McDonald now jokes that if you Google her name, the first thing that comes up is likely to be ‘freezing eggs’. But Dearbhail’s story was forged in the smithy of youthful hopes and dreams. "Growing up, you believe that you will hit all the landmarks," she says. "That you will meet the love of your life, that you will get married and that you will have children. The most difficult decision to get my eggs frozen was coming to terms in advance with the grief for the children I may never have. That was the loneliest call I had to make. But once I was in the process you get very pragmatic and in the end I found it quite empowering. I suppose the other question I asked myself is what would my 50 or 55-year-old self say to me if I hadn’t done it?"
McDonald, who has four sisters, grew up in Newry, during the Troubles "in the shadow of Cloghhogue, one of the largest British army bases in Northern Ireland" as she put it in a recent feature she wrote in the Guardian about Brexit. Her father was a second level teacher (business and economics), her mother was a stay-at-home mum. McDonald grew up surrounded by nephews and nieces and cousins, a daily reminder of what her own life might be. Her twin sister, Aoife, or ‘the boss’ (she was born eight minutes before Dearbhail), is a mum and a close companion in Dearbhail’s fertility road. It can’t have been easy, as Dearbhail admits to still feeling tempted on occasion to hide behind the professional mantle.

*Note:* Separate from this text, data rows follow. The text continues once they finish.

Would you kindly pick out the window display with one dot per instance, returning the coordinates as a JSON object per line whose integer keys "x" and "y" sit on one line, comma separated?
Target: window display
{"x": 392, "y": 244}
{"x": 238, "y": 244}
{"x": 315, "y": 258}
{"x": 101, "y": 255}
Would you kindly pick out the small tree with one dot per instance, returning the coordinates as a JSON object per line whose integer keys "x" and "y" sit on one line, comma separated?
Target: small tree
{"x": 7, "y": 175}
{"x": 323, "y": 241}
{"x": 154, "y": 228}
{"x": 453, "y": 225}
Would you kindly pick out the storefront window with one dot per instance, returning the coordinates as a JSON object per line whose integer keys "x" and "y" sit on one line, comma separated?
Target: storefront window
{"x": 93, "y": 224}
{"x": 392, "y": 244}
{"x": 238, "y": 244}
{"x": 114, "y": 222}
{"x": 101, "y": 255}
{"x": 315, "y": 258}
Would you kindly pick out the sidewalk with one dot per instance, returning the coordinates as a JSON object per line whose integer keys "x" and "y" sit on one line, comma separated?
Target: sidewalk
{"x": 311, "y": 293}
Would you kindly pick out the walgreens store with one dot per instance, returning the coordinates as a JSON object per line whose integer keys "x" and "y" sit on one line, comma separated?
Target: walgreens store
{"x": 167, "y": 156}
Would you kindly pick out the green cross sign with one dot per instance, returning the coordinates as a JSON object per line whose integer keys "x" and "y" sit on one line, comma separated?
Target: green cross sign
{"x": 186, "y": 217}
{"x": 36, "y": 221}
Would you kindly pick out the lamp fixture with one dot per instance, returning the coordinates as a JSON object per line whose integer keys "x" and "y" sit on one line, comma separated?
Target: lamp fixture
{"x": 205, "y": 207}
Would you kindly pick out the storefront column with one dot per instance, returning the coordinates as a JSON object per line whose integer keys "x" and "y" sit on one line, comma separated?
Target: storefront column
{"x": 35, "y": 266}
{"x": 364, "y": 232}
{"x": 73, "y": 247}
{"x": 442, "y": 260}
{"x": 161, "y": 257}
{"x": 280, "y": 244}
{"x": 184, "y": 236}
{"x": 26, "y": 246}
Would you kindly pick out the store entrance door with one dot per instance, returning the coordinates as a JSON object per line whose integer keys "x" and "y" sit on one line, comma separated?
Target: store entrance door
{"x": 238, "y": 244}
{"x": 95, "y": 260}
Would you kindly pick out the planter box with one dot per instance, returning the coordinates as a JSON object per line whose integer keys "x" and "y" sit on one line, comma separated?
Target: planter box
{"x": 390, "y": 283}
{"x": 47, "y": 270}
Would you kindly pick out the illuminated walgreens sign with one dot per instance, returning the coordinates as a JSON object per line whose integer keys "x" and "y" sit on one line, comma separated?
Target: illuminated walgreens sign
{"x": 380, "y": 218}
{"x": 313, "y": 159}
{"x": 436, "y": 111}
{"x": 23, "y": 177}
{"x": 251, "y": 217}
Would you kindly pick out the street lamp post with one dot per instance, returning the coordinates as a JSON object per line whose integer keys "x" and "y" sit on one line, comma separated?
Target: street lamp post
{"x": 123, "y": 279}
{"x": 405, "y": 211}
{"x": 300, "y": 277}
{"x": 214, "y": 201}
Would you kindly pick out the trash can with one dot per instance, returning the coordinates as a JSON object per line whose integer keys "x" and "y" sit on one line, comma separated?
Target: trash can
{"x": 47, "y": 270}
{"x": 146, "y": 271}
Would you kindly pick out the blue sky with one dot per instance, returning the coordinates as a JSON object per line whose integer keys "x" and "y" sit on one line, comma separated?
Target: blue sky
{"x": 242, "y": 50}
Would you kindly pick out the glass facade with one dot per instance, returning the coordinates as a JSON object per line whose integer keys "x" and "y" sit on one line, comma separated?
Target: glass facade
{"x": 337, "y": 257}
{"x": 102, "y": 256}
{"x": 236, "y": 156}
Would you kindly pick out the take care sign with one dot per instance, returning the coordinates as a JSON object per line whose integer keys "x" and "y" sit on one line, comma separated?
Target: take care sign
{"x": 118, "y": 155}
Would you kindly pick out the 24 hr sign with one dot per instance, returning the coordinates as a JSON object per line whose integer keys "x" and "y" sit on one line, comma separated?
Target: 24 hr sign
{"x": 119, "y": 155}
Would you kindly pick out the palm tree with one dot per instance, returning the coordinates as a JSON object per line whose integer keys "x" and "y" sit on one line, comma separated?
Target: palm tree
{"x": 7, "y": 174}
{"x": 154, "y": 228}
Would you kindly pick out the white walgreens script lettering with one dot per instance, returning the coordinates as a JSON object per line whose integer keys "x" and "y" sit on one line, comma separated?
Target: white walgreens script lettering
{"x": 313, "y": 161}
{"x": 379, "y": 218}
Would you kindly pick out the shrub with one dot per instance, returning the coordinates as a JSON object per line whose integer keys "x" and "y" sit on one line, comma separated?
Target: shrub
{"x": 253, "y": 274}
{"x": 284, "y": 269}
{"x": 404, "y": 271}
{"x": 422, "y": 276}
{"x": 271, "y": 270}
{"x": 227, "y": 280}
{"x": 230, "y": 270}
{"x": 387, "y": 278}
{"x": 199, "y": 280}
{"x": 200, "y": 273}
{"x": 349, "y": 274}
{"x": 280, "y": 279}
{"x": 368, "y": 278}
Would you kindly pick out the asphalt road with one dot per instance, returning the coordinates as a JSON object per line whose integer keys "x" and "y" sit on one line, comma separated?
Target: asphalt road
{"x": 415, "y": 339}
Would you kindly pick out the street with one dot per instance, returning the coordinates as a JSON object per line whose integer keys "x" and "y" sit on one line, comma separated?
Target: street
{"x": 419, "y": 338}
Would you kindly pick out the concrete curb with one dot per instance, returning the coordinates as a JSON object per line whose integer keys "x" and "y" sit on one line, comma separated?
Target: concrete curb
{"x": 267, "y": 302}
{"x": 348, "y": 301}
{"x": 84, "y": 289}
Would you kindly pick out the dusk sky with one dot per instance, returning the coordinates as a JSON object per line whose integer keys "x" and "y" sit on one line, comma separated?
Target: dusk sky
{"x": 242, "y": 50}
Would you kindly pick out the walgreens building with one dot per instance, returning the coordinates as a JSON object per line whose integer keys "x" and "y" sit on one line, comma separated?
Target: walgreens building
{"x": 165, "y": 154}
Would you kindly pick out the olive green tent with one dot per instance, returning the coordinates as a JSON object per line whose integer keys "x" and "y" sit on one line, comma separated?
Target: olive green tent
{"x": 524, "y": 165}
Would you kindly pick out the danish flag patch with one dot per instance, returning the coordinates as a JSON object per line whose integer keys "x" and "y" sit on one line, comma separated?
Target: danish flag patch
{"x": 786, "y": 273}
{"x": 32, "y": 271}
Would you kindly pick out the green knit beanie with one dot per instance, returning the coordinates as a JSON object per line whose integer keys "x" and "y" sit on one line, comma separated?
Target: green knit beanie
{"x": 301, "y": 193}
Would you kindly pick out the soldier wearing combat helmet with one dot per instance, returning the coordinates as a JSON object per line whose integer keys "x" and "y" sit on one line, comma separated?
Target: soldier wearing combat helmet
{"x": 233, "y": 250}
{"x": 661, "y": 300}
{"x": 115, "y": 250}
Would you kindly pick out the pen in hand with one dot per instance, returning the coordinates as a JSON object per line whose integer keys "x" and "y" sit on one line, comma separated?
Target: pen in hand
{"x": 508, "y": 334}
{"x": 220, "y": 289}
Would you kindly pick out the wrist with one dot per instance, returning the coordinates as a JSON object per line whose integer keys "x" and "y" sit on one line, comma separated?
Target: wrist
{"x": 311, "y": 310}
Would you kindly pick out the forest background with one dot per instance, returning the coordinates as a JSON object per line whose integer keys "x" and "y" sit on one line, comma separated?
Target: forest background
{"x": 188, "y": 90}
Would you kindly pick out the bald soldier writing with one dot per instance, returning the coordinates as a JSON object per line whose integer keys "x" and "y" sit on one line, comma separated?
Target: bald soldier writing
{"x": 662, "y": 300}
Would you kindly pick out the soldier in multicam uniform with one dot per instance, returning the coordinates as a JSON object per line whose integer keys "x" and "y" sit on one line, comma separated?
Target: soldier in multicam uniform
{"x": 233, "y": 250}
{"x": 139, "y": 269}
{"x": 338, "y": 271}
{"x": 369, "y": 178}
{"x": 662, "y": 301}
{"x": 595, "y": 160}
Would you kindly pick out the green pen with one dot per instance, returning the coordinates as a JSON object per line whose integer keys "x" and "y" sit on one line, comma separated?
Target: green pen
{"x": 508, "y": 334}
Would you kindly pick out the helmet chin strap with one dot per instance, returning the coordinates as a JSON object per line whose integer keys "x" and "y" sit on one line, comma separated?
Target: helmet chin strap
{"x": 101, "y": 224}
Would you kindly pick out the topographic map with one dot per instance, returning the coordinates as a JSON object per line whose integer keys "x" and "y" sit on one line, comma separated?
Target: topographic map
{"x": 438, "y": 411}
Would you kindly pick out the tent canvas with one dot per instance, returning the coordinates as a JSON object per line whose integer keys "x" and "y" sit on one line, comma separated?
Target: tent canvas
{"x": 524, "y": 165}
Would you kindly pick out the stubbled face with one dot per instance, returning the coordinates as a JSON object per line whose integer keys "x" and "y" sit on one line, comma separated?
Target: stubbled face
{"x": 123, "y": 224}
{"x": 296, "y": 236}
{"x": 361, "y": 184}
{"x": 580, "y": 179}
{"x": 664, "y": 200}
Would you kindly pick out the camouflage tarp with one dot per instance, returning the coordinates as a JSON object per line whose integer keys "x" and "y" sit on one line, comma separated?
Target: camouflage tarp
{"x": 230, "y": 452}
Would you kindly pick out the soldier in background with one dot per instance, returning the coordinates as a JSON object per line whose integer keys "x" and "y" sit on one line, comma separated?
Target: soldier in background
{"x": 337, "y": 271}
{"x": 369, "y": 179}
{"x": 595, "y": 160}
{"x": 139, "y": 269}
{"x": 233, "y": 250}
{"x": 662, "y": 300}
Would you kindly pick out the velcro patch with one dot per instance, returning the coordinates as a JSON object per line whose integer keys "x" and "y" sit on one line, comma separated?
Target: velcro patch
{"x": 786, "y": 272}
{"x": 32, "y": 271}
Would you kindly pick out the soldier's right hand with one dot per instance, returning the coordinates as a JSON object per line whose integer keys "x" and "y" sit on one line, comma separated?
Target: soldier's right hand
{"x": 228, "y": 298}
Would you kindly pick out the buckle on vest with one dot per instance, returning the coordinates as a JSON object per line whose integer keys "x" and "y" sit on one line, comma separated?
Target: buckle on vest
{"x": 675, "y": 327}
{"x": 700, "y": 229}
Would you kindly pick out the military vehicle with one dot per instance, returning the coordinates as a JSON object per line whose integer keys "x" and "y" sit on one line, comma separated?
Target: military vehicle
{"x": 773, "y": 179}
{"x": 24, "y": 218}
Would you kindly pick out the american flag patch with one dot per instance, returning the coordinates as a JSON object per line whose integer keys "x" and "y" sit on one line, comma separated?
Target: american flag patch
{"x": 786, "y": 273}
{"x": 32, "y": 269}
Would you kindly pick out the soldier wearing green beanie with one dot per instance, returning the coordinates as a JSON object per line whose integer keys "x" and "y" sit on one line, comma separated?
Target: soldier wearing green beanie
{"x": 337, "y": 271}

There is nowhere to hide in one of the rawest moments in Fertility Shock, when Dr Søren Ziebe from the University of Copenhagen tells McDonald that 95% of the eggs from fertility clinics cannot produce a baby. "I had known the odds, I had researched them extensively beforehand, but to be told in those stark terms was one of the most difficult days for me," she says. "Indeed making the whole documentary was emotionally challenging because issues that I thought I had put to bed years ago resurfaced." As she puts it in Fertility Shock, she "left Copenhagen with a heavier heart", her own story twining around the bigger picture like a strand of DNA, the two in many ways impossible to separate.
During the filming of Fertility Shock McDonald also travelled to the fertility clinic in London where her frozen eggs are housed. "Each day after I went to the clinic I’d stop into St Paul’s Cathedral to digest what was going on in my body and my mind," she says. "I remember this one this day when I was feeling especially lonely and almost in tears and then I started laughing when I looked at my phone. It was Valentine’s Day."
On another occasion in St Paul’s, she was approached by the female bishop who held her hand, causing Dearbhail to burst into tears. One of the toughest parts was talking with her close friend, Dr. Rhona O’Mahony, former master of the National Maternity Hospital, her eyes puffy with emotion as her friend shared her story.
"It was really challenging for me, having spent so much time telling other people’s stories, to tell my own," says McDonald. "I suspect I still am vulnerable around that but I know that there is a real power too in sharing your story. And if I can change the mind of even a handful of people this will be a conversation worth having.
Since I wrote that paper in 2017, I have helped a number of women through the egg-freezing programme and that made me feel really great. The thing is that I’m still in the middle of my journey. And as I say at the end, I still have some very big decisions to make and I haven’t ruled anything out."